L’obiettivo, come rimarcato da Meloni al tavolo con i sindacati, è quello di continuare a sostenere la crescita dell’occupazione, la riduzione della disoccupazione e degli inattivi, ovvero di coloro che non hanno un lavoro e neppure lo cercano, per farli rientrare nel mercato. E anche di difendere il potere d’acquisto delle famiglie e dei lavoratori, “segnatamente quelli più esposti”. Una promessa che, a prima vista, potrebbe sembrare un gesto di solidarietà nei confronti delle fasce più deboli della società, ma che in realtà si rivela essere un calcolo cinico e demagogico.
Innanzitutto, è fondamentale ribadirlo, tale misura non è altro che un tentativo palese di guadagnare consensi in vista delle prossime elezioni, in questo caso le europee di giugno.

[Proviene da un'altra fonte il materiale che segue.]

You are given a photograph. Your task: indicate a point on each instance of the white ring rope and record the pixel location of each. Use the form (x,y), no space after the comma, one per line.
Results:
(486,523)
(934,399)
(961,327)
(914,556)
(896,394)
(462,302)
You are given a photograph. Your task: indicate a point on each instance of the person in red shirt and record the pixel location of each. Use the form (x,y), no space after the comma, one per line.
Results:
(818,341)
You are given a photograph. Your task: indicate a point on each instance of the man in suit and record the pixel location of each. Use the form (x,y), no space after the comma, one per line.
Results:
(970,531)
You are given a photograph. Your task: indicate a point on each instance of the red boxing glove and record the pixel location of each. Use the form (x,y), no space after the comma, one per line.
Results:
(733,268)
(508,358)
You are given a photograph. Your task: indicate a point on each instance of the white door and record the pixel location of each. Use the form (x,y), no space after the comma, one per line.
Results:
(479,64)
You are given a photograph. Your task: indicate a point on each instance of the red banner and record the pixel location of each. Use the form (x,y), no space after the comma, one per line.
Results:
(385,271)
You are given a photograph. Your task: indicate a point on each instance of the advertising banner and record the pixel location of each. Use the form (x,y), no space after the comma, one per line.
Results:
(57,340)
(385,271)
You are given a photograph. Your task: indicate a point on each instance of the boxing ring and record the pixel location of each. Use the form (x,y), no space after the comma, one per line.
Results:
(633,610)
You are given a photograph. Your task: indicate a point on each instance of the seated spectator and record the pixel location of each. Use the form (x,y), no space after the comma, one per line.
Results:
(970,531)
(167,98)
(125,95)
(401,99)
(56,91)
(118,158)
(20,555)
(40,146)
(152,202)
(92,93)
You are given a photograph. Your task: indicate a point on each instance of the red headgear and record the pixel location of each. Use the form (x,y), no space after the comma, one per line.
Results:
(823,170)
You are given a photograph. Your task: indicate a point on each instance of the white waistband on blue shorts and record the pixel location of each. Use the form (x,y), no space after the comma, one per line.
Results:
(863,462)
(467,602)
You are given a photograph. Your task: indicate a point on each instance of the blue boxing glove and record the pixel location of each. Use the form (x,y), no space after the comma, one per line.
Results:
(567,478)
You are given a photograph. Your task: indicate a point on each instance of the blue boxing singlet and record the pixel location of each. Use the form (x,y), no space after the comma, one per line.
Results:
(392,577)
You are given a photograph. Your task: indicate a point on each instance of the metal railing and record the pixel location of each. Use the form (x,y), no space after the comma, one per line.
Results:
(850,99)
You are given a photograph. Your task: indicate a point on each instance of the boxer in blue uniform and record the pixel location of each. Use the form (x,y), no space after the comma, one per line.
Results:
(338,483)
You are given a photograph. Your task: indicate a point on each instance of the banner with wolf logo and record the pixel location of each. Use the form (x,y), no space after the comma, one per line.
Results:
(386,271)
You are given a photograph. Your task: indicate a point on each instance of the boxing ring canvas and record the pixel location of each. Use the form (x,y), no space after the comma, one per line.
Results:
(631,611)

Proporre una misura del genere a pochi mesi dal voto è un classico espediente utilizzato da molti politici per cercare di convincere gli elettori con l'illusione di un beneficio immediato. In secondo luogo, va sottolineato che si tratta di un importo lordo, il che significa che, una volta considerate le imposte e le altre detrazioni fiscali, l'importo effettivo che arriverà nelle tasche delle famiglie sarà notevolmente inferiore. Quindi, ci troviamo di fronte a una promessa che, anche se mantenuta, avrà un impatto molto più limitato di quanto annunciato. Fumo negli occhi, insomma.
Peraltro con un’impronta diseducativa. La logica delle mancette spinge gli elettori a scegliere i loro rappresentanti, non già, come dovrebbe essere, per le loro competenze, idee e per la loro onestà comportamentale, bensì per le mancette.

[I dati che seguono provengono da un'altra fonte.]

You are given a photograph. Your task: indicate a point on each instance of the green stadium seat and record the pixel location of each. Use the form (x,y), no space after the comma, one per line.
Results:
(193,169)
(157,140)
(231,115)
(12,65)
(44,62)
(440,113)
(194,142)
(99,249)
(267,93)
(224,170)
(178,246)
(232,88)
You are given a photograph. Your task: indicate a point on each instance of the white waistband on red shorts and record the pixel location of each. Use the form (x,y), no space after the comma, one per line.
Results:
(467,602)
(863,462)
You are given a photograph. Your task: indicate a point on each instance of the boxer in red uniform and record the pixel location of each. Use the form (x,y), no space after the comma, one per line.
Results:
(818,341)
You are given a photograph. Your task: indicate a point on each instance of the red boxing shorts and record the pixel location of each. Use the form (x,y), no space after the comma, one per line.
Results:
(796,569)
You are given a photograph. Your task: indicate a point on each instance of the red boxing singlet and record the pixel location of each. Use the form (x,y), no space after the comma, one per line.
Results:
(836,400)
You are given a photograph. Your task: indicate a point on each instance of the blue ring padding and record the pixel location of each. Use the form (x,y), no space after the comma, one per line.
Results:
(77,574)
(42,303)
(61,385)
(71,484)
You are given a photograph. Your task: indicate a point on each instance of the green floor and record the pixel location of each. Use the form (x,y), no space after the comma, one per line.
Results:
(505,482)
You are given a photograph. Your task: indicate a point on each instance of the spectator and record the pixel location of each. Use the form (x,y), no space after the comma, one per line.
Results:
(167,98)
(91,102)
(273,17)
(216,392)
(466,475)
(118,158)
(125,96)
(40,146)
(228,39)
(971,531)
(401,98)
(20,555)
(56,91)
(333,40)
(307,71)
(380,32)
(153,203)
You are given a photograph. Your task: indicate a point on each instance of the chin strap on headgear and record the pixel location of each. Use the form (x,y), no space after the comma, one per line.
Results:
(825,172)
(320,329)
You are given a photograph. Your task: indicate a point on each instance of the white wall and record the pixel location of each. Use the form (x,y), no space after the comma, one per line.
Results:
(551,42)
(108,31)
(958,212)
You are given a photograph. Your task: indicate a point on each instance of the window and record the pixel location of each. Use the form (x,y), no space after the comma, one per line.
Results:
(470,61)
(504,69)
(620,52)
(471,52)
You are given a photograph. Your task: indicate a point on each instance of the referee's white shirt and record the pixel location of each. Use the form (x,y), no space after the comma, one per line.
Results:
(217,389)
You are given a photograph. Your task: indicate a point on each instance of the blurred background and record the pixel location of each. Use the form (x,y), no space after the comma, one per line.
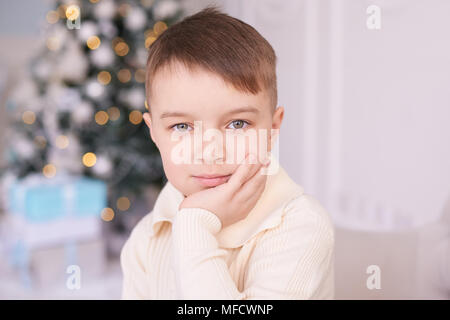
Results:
(365,87)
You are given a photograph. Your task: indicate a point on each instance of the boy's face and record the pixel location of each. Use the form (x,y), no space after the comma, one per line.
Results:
(178,99)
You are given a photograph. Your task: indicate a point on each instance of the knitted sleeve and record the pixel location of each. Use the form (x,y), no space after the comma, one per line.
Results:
(294,260)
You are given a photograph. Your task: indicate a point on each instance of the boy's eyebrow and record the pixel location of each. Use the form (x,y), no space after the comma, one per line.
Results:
(182,114)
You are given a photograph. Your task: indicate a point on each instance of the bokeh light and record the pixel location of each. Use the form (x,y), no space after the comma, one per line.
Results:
(49,170)
(135,117)
(101,117)
(89,159)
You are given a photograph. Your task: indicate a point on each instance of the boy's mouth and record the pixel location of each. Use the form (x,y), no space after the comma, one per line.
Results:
(212,180)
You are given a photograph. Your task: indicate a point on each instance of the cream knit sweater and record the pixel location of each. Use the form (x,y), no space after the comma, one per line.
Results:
(283,249)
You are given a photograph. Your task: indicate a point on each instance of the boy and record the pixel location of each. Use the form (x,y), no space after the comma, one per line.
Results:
(223,228)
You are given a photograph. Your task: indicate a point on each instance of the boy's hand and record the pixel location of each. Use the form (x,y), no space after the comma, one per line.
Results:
(233,200)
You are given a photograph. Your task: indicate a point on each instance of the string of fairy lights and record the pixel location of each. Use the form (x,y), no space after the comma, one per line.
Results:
(102,118)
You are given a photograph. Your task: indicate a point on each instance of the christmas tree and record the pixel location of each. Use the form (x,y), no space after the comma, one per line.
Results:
(80,110)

Ma la Meloni è solo l’ultima della serie. Basti pensare agli 80 euro promessi da Renzi prima delle elezioni europee del 2014. Anche in quel caso si trattava di una mossa populista, finalizzata a conquistare voti a breve termine senza preoccuparsi delle conseguenze a lungo termine. In quel caso, però, l’allora leader del Pd ne ricavò un forte vantaggio perché il suo partito superò il 40% dei voti. In questo caso l’onda elettorale di Giorgia sembra infrangersi sugli scogli di un modesto risultato elettorale, visto che gli ultimi sondaggi inchiodano Fratelli d’Italia al 27%, nonostante la discesa in campo in prima persona del premier.
La Meloni, potendo contare su una stabile maggioranza, avrebbe potuto dare il buon esempio e varare misure di lungo periodo, senza pretendere di raccogliere ora i frutti elettorali. Misure strutturali per contrastare precarietà e povertà e per rilanciare l’economia anche con un approccio più liberale potrebbero davvero essere un toccasana per il Paese, invece anche l’attuale premier sembra affetta dalla sindrome elettoralistica che porta a ragionare in funzione di un dividendo immediato a scapito delle nuove generazioni cioè di chi, prima o poi, quel debito accumulato in tanti decenni dallo Stato italiano dovrà pagarlo.